DBA N°945

Léon Beissière, salésien à 16 ans

 

 

 

 

 

 

 

 

 

Léon Beissière est né le 24 août 1869 en Provence. Son père était tourneur sur bois. Ses parents eurent 5 enfants. L’aîné devint prêtre diocésain, 2 garçons devinrent salésiens et une fille salésienne.

Léon avait 7 ans quand sa mère mourut. Il fut éduqué chez les Prémontrés, puis entra chez les salésiens de Marseille en 1881. A 14 ans, il rencontre Don Bosco qui lui dit : « Tu seras toujours avec Don Bosco. » L’année suivante, il entre au noviciat qui vient d’être créé à Marseille.

En 1885, le Père Pisani et M. Fliche font appel à Don Bosco pour reprendre le patronage Saint-Pierre que les Conférences St-Vincent-de-Paul ont créé à Ménilmontant, à Paris en 1877. Don Bosco envoie le Père Bellamy, un jeune prêtre français de 30 ans et le petit Léon Beissière, que l’on sort du noviciat après lui avoir fait prendre la soutane. A la fin de l’année, il revient à Turin pour faire une retraite, suivie de sa profession perpétuelle entre les mains de Don Bosco ! Il a tout juste 16 ans…

De retour à Paris, il prépare le Brevet Elémentaire pour devenir en 1886 directeur académique de l’école salésienne qu’il ouvrait. En même temps il faisait sa philosophie et sa théologie pour devenir prêtre. En 1896, on lui demande de préparer le baccalauréat, qu’il réussit. Il peut alors ouvrir une école secondaire et technique. L’ensemble atteint 250 élèves quand il prend la direction totale de l’œuvre.

Depuis quelques années, le Père Bellamy avait pris en main école, collège et patronage d’Eckmühl à Oran.
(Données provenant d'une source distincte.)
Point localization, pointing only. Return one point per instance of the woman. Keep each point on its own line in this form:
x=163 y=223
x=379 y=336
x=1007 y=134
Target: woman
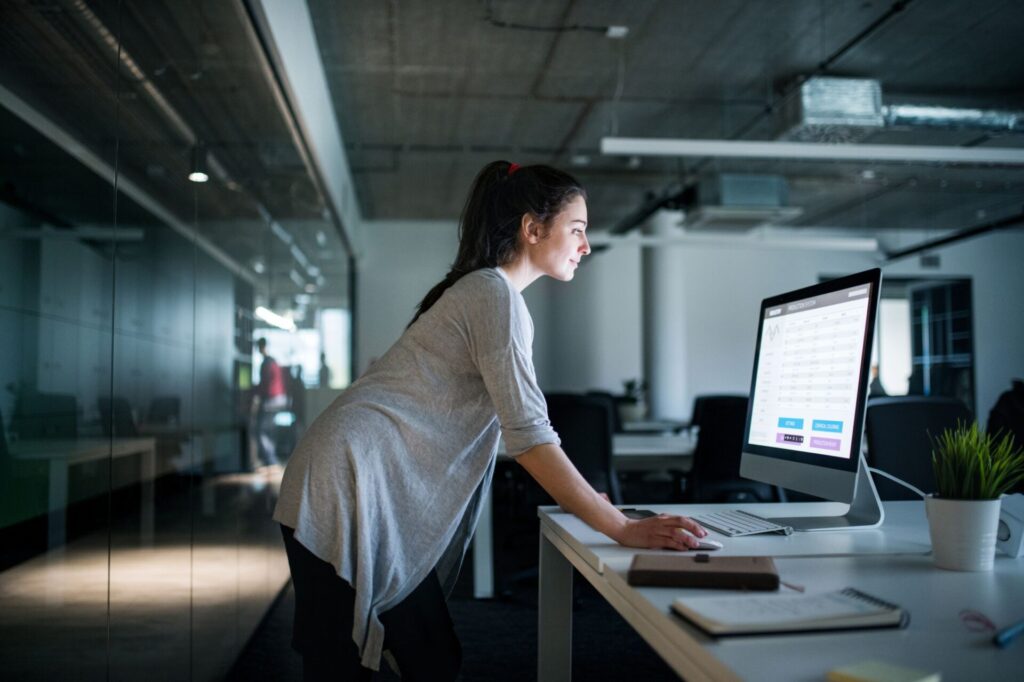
x=380 y=498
Il demande à ses supérieurs de lui adjoindre Léon Beissière, qui arrive en 1900. Il a alors 31 ans. Soumis à une violente campagne anticléricale, Bellamy rentre en France, cherche refuge dans un monastère, et meurt à Lausanne. Les lois antireligieuses se déchaînent en France et en Algérie, où les salésiens sont interdits et leurs biens confisqués. Bessière fait déménager chez des amis tout ce qu’il peut. Quand le liquidateur vient faire l’inventaire, il ne trouve que les murs. Mais les salésiens, soutenus par la population, refusent de partir, car dans le texte de la loi, il n’est pas fait mention explicite de l’Algérie. Une nouvelle loi répare l’oubli. Les salésiens d’Oran sont expulsés par la force, et leurs biens confiés à la garde de celui que le liquidateur a pris pour un domestique : le coadjuteur salésien Rogues. Les écoles salésiennes en Oranie n’existent plus.

 

Les patros se développent

Don Rua décide alors d’envoyer Léon Beissière et ses compagnons en Chine. Mais il se ravise. A Oran, une partie des bâtiments a été racheté par l’évêché. La crypte de la cathédrale est mise à la disposition des salésiens et devient chapelle, salle de catéchisme, salle de projections et de théâtre pour plus de 200 jeunes. Léon Beissière accompagné du coadjuteur Mullas dirige le patronage d’Eckmühl.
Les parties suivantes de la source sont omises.